Will we be led? Will we allow it? And will we be led by the man who was, in the wee hours of this morning, handed our most precious political gift: our trust?
Will he understand that he has not been handed the keys to the funhouse, that his election is not a treasure chest meant to repay his friends? Will he understand that he was not chosen god, bishop, rabbi or high priest? Will he understand that he did not get a mandate from this populace? When nearly half the country doesn’t want you in office, you have a lot of work to do.
This, let’s be honest, was not something our President George W. Bush handled well these past four years, promoting self as a “uniter not a divider” yet somehow leading the country to the verge of a Hatfield-McCoy blood feud.
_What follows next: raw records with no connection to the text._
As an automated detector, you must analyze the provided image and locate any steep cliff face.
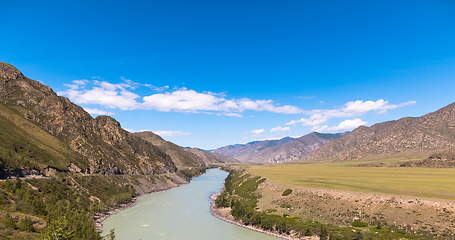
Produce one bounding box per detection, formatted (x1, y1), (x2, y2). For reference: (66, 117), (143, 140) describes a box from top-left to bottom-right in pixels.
(305, 102), (455, 163)
(0, 62), (176, 176)
(213, 132), (343, 163)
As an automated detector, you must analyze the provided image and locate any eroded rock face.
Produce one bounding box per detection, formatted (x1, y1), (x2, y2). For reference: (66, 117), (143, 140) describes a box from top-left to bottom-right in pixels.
(0, 62), (177, 175)
(0, 63), (24, 81)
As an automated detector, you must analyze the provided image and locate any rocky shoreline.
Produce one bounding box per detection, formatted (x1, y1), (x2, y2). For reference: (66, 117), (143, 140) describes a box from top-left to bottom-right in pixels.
(94, 197), (138, 232)
(209, 193), (318, 240)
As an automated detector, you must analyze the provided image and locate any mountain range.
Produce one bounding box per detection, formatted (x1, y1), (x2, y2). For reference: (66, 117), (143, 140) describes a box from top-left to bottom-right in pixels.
(213, 102), (455, 166)
(213, 132), (344, 163)
(305, 102), (455, 165)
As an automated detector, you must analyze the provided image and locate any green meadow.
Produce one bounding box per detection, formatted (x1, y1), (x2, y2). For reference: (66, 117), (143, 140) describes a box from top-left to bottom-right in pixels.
(248, 163), (455, 200)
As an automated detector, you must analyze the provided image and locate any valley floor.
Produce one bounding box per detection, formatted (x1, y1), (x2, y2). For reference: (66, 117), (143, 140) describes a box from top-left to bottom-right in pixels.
(246, 163), (455, 239)
(248, 163), (455, 200)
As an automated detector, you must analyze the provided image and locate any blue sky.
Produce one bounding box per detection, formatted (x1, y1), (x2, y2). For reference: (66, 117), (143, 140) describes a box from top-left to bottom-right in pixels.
(2, 0), (455, 149)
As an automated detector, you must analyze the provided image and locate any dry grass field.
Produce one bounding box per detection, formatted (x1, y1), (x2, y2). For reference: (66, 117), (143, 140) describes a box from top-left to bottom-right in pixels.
(248, 163), (455, 200)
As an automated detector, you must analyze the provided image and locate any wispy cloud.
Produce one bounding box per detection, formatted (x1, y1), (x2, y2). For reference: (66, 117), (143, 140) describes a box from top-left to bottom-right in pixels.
(83, 107), (114, 115)
(315, 118), (367, 132)
(286, 99), (415, 131)
(59, 78), (303, 116)
(133, 129), (191, 137)
(152, 130), (192, 137)
(251, 129), (265, 135)
(270, 126), (290, 132)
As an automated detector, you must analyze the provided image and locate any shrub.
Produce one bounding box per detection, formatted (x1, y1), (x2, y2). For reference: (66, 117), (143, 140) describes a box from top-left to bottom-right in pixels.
(2, 213), (16, 229)
(279, 203), (292, 209)
(41, 216), (75, 240)
(17, 217), (34, 232)
(352, 220), (369, 227)
(282, 189), (293, 196)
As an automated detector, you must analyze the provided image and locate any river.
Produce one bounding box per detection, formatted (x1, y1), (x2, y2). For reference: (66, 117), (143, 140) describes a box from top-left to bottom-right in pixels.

We cannot afford that again. Four more years of this kind of division and we will be on the brink of a philosophical civil war. The bottom won’t hold. The nation is dizzy enough already.
Not that election coverage helped. Did you watch all that? Did your eyes cross? All through the long night, TV screens brought home the story with images that, at times, seemed surreal: banners hanging like Rapunzel’s hair from windows in Rockefeller Plaza, carrying the electoral votes as the evening went on. The giant ice skating rink transformed into a map of the United States. Dan Rather mumbling those quixotic phrases like “The hounds are at the door.” Tim Russert with an electronic Etch A Sketch. Maps with three different shades of red — pink, dark pink and crimson — to reflect, what? Differences from last time? Strength of schedule? What?
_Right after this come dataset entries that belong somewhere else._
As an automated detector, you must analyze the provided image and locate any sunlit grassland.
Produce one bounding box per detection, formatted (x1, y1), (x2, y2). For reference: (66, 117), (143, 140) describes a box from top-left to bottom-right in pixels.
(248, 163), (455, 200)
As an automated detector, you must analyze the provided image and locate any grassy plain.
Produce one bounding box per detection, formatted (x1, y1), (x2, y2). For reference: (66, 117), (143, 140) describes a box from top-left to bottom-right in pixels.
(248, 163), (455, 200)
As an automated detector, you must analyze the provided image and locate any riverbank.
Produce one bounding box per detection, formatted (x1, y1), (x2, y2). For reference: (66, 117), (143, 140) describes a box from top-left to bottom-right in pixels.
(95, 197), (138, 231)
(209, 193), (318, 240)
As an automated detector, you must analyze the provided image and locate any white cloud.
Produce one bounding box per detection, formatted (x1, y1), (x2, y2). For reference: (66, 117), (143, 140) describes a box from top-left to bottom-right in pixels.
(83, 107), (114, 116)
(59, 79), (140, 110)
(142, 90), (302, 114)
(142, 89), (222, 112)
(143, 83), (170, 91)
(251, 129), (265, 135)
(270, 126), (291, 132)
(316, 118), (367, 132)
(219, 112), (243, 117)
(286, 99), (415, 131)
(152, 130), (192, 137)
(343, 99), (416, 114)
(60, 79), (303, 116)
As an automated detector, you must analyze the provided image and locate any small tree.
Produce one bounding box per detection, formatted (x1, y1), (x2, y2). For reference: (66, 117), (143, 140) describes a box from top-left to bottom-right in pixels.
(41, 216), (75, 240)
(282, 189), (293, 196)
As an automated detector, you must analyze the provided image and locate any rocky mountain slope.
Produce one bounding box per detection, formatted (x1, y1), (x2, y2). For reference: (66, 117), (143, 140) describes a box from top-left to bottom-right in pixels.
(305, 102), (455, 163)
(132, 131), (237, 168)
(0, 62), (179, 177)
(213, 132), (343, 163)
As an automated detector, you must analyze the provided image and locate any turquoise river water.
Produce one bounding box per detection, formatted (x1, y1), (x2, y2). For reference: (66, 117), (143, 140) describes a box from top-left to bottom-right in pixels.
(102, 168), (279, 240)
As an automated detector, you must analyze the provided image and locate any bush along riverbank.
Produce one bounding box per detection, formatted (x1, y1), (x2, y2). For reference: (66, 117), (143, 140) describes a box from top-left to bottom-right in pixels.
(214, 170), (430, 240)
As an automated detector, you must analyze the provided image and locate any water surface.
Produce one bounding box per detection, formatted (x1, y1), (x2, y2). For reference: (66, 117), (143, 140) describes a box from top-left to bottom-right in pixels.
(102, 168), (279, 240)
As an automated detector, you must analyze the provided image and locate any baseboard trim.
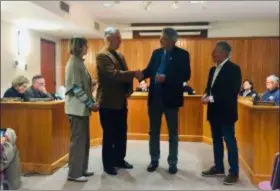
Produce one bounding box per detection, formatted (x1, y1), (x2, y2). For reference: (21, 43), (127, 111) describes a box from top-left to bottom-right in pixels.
(127, 133), (202, 142)
(202, 136), (270, 186)
(90, 138), (102, 146)
(21, 154), (69, 175)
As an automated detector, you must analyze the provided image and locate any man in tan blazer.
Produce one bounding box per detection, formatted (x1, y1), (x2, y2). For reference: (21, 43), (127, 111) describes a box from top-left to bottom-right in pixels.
(96, 27), (142, 175)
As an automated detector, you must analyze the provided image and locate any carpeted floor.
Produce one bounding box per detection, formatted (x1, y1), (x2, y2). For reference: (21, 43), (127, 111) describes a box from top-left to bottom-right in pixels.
(20, 141), (257, 190)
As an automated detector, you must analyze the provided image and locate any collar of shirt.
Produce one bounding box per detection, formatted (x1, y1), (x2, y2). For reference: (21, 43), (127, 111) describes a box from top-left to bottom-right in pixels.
(244, 89), (251, 95)
(268, 88), (279, 93)
(215, 58), (229, 68)
(72, 55), (85, 62)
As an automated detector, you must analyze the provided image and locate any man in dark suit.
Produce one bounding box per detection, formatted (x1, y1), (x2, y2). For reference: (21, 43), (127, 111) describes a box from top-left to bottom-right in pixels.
(201, 41), (242, 185)
(96, 27), (141, 175)
(137, 28), (191, 174)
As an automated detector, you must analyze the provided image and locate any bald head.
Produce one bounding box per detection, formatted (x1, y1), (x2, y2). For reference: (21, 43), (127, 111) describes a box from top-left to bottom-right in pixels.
(104, 27), (121, 50)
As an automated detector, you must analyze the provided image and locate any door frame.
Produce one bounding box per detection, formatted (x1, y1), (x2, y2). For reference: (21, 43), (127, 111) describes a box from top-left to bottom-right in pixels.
(40, 38), (56, 92)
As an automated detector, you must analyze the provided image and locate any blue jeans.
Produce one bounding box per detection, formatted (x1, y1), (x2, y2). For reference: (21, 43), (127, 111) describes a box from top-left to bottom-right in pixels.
(210, 121), (239, 175)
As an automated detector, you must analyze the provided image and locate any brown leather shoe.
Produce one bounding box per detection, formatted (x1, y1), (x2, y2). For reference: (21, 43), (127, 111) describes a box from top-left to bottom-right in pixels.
(201, 166), (225, 177)
(223, 174), (239, 185)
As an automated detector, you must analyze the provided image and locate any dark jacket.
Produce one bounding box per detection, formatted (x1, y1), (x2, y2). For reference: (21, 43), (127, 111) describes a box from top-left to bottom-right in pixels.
(142, 46), (191, 108)
(205, 60), (242, 125)
(23, 86), (53, 101)
(239, 90), (258, 97)
(3, 87), (24, 99)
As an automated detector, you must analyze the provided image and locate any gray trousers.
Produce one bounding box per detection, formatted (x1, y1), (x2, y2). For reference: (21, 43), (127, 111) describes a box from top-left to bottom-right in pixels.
(148, 102), (179, 166)
(3, 148), (21, 190)
(67, 115), (90, 178)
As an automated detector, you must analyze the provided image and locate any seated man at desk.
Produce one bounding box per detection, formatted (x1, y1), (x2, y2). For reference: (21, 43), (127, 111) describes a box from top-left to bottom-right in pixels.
(183, 81), (195, 95)
(261, 75), (279, 105)
(24, 75), (54, 101)
(135, 80), (149, 92)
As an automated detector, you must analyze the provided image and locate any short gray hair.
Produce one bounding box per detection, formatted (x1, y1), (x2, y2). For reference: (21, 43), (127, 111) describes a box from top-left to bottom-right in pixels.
(162, 27), (178, 42)
(216, 41), (232, 57)
(267, 75), (279, 84)
(11, 75), (29, 87)
(104, 27), (119, 38)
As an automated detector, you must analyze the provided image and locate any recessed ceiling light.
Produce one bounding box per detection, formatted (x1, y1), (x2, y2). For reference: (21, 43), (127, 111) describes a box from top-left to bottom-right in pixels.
(143, 1), (152, 11)
(190, 1), (204, 3)
(103, 1), (114, 7)
(171, 1), (179, 9)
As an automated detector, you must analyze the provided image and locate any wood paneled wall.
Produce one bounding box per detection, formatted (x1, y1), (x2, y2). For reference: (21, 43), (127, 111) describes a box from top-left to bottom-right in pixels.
(61, 37), (279, 94)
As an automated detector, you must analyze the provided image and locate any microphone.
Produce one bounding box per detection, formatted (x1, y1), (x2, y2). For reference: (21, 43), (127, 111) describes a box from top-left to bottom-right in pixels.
(52, 93), (63, 100)
(252, 93), (260, 102)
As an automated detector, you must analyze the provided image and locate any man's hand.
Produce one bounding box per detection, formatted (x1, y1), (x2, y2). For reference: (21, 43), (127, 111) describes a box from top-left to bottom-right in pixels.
(91, 103), (100, 112)
(135, 70), (144, 81)
(1, 136), (7, 144)
(39, 86), (47, 94)
(201, 94), (210, 105)
(155, 74), (166, 83)
(125, 89), (133, 98)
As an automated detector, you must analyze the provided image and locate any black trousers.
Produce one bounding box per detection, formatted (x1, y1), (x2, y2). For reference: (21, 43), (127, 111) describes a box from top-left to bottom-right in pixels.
(99, 107), (128, 170)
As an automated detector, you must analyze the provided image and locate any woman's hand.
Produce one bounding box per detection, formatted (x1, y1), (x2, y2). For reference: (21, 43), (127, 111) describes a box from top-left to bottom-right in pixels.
(91, 103), (100, 112)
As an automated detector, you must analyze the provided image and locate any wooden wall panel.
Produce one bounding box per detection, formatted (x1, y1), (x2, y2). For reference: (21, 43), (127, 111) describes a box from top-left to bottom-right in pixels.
(60, 37), (279, 94)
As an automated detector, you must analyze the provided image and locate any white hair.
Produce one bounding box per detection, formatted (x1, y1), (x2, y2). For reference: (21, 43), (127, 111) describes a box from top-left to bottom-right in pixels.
(104, 27), (119, 38)
(267, 75), (279, 84)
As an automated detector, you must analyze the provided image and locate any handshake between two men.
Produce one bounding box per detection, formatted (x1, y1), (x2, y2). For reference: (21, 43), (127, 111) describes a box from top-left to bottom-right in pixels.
(134, 70), (166, 83)
(90, 70), (167, 113)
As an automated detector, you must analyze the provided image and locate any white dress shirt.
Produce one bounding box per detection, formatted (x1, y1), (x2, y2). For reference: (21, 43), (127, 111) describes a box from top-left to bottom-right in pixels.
(58, 86), (66, 99)
(243, 89), (251, 97)
(209, 58), (229, 103)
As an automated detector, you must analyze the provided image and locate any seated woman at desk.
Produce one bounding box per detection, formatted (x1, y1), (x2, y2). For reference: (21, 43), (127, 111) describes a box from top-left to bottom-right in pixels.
(3, 75), (29, 99)
(183, 81), (195, 95)
(239, 79), (258, 97)
(135, 80), (149, 92)
(261, 75), (279, 105)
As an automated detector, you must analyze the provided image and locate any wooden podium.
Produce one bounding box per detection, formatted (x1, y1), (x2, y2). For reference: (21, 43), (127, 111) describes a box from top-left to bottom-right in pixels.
(0, 101), (70, 174)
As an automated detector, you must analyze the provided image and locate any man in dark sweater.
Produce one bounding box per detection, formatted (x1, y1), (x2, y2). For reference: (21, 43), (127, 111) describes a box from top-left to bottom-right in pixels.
(24, 75), (53, 101)
(261, 75), (279, 105)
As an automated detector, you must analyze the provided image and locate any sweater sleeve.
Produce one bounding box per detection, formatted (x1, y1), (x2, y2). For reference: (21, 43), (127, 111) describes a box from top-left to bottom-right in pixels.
(72, 85), (95, 109)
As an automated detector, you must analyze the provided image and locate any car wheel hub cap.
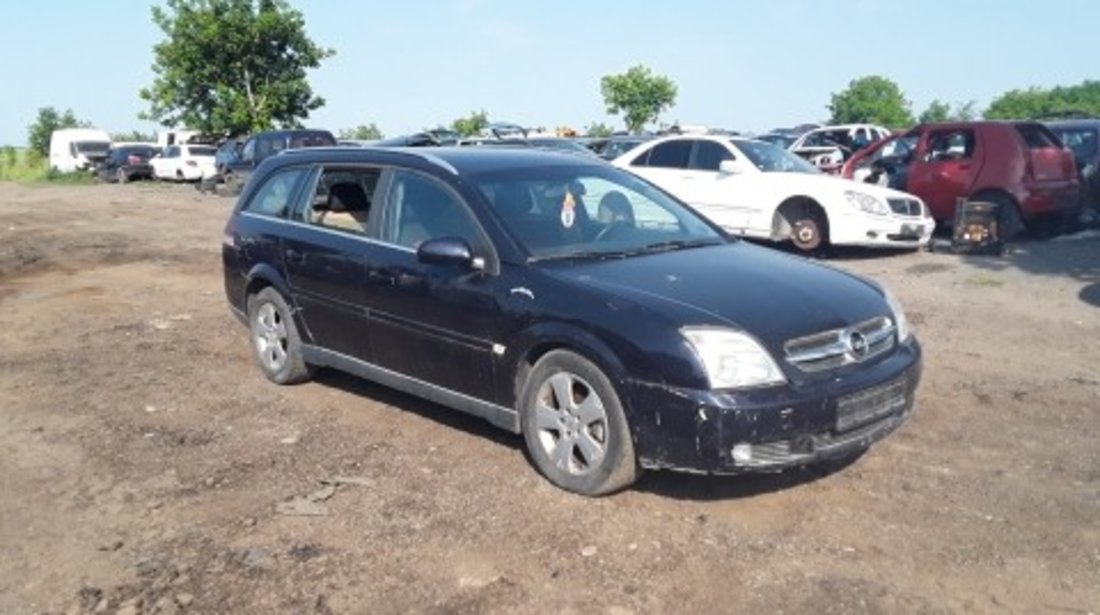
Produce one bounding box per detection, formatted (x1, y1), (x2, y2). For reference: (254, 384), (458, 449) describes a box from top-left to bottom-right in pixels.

We saw the president inviting reporters into his inner sanctum for a rare early peek, then asking his dog Barney if he “had anything to say?” The dog?
We saw CNN commentator Tucker Carlson calling a state’s counting methodology “Third World.”
We saw numbers that said one thing and commentators that said another. We saw the Electoral College numbers move along, from a Kerry lead of 77-66, to a Bush lead of 182-112, and still we were told “Bush needs to win Florida or he could be out.”
We saw the South go squarely for the president, the Northeast go squarely for the challenger, the Great Plains go red, the West predicted blue.
And we waited. For late counted votes. For lines that snaked long beyond the closing times of polls. We waited for lawyers. We waited for speeches. We waited for the tote board of our future to ring up the score. But mostly we waited for a face to emerge as the man who will comfort us in times of national crisis, who will represent us to the rest of the world, who will speak to us about the economy, our health, our security.
We waited for a leader.
Will we be led?
A time for action
Here in Michigan, we voted to insert a definition of marriage in our state constitution, which will do nothing to save conventional marriage but will ensure the unconventional never comes close.
We voted to vote on future gambling developments, in a proposal that, I am convinced, had more people scratching their heads than pulling levers.
Have we made our lives better? Or have we simply expressed our roiling anger? If the man we appeared to go for, Sen. John Kerry, does not sit in the White House, will we be petulant, unsatisfied, obstinate?
Will we be led?
There is an election sign on a lawn in my neighborhood, right out front, you can’t help but see it as you drive past. It reads “How Would God Vote?”
Well, with all due respect, it’s not a fair question. God doesn’t vote. God doesn’t need to. And if God wanted to make a decision on this thing, I doubt He would need to wait until the polls closed.
But if you believe that God gave man free choice, then this was about our own self-determination. And having chosen a man, we now have to choose an attitude.
So take down the signs. Toss them in the trash. This is no longer about declaring who you want. This is about declaring what you’ll do. We can only hope that answer is as inspiring as the images we saw Tuesday, in those churches and gymnasiums and high schools and rec halls, in the Midwestern rain and the Southwestern sun, in cold darkness and long and winding lines, Americans exercising the profound simplicity of this thing we call democracy.
Will we be led?
The truth is, the hardest question of this election is now in front of us.